Three of the glaciers we will focus on have been changing quickly – Helheim, in East Greenland, and Jacobshaven and Kangerdlussuaq in Southwest Greenland – but we will be measuring and assessing many other glaciers as well. Flying over these outlet glaciers can be a bumpy flight with lots of maneuvering. To add another element of challenge we must navigate around the volcanic ash from Iceland’s Eyjafjallajokull volcano as we fly since it has recently shifted into our airspace.
It is incredible to see the calving faces of these remarkable outlet glaciers; their size is immense. These unstoppable glaciers are so large that as they slip and slide over their beds they generate seismic waves and cause glacial earthquakes as they move; all of which can be recorded by a seismometer. As the ice retreats, the glaciers leave behind carved landscapes. One of the glaciers we flew over today is the Midgard glacier on the east coast of Greenland.
This is my favorite picture of the Midgard glacier where one can see the extent of the glacier in the last ice age from the coloration change. You can really see how much the glacier has retreated since that time. I heard on the plane that the Midgard glacier was discovered serendipitously by someone flying near it and taking a wrong turn. The views of this glacier are amazing. It appears that one of its tributaries is surging. Surges are brief periods of rapid ice movement often causing deep crevassing or cracking on the surface of the glacier.

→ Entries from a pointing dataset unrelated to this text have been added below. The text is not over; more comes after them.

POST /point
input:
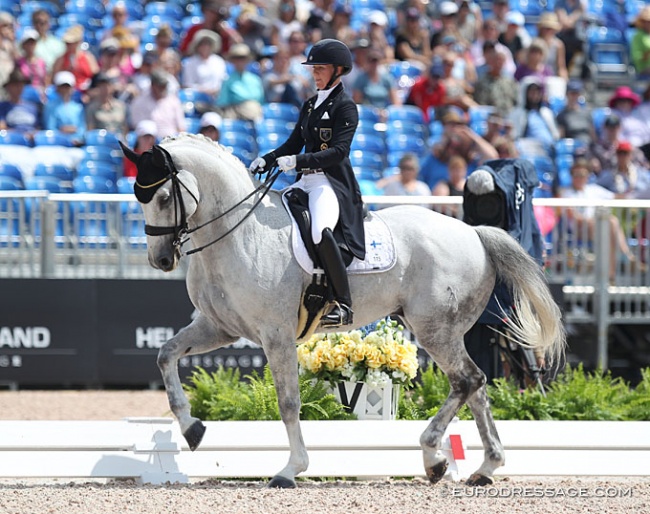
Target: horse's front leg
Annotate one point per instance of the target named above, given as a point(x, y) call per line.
point(283, 361)
point(198, 337)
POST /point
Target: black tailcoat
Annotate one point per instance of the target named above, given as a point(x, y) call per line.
point(326, 134)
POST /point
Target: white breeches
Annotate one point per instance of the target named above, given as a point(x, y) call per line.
point(323, 204)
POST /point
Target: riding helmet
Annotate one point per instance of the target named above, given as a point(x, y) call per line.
point(330, 51)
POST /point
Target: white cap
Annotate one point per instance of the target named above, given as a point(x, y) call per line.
point(515, 18)
point(146, 128)
point(448, 7)
point(64, 77)
point(29, 33)
point(378, 18)
point(210, 119)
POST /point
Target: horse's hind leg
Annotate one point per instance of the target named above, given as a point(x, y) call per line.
point(283, 361)
point(494, 455)
point(465, 379)
point(200, 336)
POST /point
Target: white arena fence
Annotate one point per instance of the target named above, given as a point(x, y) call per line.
point(68, 236)
point(153, 450)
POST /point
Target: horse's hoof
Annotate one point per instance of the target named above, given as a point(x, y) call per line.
point(479, 480)
point(194, 434)
point(280, 482)
point(436, 472)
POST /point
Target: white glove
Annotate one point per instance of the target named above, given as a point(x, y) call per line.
point(257, 166)
point(287, 162)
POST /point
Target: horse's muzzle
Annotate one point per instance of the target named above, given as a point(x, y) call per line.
point(166, 261)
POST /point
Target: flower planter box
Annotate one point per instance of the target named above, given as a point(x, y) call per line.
point(366, 401)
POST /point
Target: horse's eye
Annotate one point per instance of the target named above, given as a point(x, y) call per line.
point(164, 197)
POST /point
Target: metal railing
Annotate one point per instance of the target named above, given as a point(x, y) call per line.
point(102, 236)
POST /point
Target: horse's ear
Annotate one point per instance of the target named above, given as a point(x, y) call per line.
point(129, 154)
point(159, 157)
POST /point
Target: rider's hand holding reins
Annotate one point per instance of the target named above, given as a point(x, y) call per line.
point(258, 166)
point(287, 162)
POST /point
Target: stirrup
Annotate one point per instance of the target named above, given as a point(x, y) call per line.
point(338, 316)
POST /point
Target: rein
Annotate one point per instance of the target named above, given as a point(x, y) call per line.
point(182, 230)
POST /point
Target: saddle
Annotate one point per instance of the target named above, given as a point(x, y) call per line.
point(380, 256)
point(318, 294)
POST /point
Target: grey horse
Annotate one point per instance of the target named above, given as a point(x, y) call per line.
point(246, 282)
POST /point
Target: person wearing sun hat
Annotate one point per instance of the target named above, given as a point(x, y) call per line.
point(146, 134)
point(626, 179)
point(15, 112)
point(624, 103)
point(548, 27)
point(32, 66)
point(8, 50)
point(81, 63)
point(63, 114)
point(242, 93)
point(640, 42)
point(205, 70)
point(210, 125)
point(48, 47)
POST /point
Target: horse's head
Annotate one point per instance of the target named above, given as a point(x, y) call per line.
point(169, 197)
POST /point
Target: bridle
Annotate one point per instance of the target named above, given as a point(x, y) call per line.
point(181, 230)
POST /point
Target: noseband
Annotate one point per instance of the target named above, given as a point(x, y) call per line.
point(181, 230)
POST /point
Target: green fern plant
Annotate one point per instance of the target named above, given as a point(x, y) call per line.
point(222, 395)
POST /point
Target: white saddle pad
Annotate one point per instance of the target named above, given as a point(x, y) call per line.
point(380, 249)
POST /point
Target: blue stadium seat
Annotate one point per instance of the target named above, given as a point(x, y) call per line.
point(165, 9)
point(93, 184)
point(268, 142)
point(283, 181)
point(406, 113)
point(369, 187)
point(404, 68)
point(193, 102)
point(12, 171)
point(102, 137)
point(567, 146)
point(51, 138)
point(242, 154)
point(276, 110)
point(97, 169)
point(406, 143)
point(608, 57)
point(33, 94)
point(8, 183)
point(369, 143)
point(239, 140)
point(103, 153)
point(125, 185)
point(598, 116)
point(274, 126)
point(56, 171)
point(368, 114)
point(404, 127)
point(240, 126)
point(367, 160)
point(11, 137)
point(51, 184)
point(192, 125)
point(91, 8)
point(34, 5)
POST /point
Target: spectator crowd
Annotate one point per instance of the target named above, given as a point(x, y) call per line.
point(457, 82)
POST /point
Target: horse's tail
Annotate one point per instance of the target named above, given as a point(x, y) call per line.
point(538, 320)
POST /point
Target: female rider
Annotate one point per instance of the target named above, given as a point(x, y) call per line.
point(325, 129)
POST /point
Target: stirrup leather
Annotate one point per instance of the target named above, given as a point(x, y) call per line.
point(338, 316)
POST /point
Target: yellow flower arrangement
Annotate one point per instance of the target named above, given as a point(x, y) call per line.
point(380, 357)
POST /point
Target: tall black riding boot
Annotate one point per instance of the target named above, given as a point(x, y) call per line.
point(332, 261)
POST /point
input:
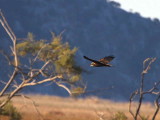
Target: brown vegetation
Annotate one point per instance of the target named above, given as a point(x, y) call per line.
point(91, 108)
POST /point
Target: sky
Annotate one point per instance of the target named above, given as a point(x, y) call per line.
point(146, 8)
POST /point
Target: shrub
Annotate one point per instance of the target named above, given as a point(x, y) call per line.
point(11, 111)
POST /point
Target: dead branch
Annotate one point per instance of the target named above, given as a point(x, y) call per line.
point(141, 91)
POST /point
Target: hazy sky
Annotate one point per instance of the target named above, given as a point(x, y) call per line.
point(147, 8)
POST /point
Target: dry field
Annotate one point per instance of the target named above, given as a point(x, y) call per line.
point(58, 108)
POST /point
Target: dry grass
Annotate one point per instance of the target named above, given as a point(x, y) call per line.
point(58, 108)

Surging can be the result of slipping at the base of the glacier causing it to suddenly quicken. Water from surface melt ponds emptying in melt tubes and reaching the base of these glaciers can be the cause of this slipping.
The changes in the Arctic, and in Greenland’s ice sheet, attracts a lot of science researchers. Whenever possible the IceBridge mission tries to provide overflight data collection for other research missions that are in the area. Recently we provided overflight for the European CryoSat-2, and today we passed over a ground team completing an overland traverse collecting snow and ice core data. The overflight data we collect can be used to validate/calibrate their location information. The DSM camera on board the P3 captured images of the team snow mobiles, snow probes and snow pits as the team went about their work. With the intense focus placed on Arctic through IceBridge and this mission we hope to develop a more robust understanding of not only the processes taking place, but the factors that are contributing to the changes in order to improve our climate models.
Featured image: Image of surging tributary of the Midard glacier showing the heavy crevassing in the ice stream.
In body of text: This image of Midgard glacier shows the extent of glacial ice in the last ice age. Credit Indrani Das
Indrani Das is a physicist and atmospheric scientist who has spent the last two years in Alaska studying ice mass loss in the Alaskan glaciers. One area of her study was the Alaskan Wrangell Mountains where she notes the loss of ice mass almost doubled from 2000-2007 when compared to the prior 50 years. She recently moved to New York and jumps at any chance to spend time doing field work and enjoy the beauty of the Arctic glaciers.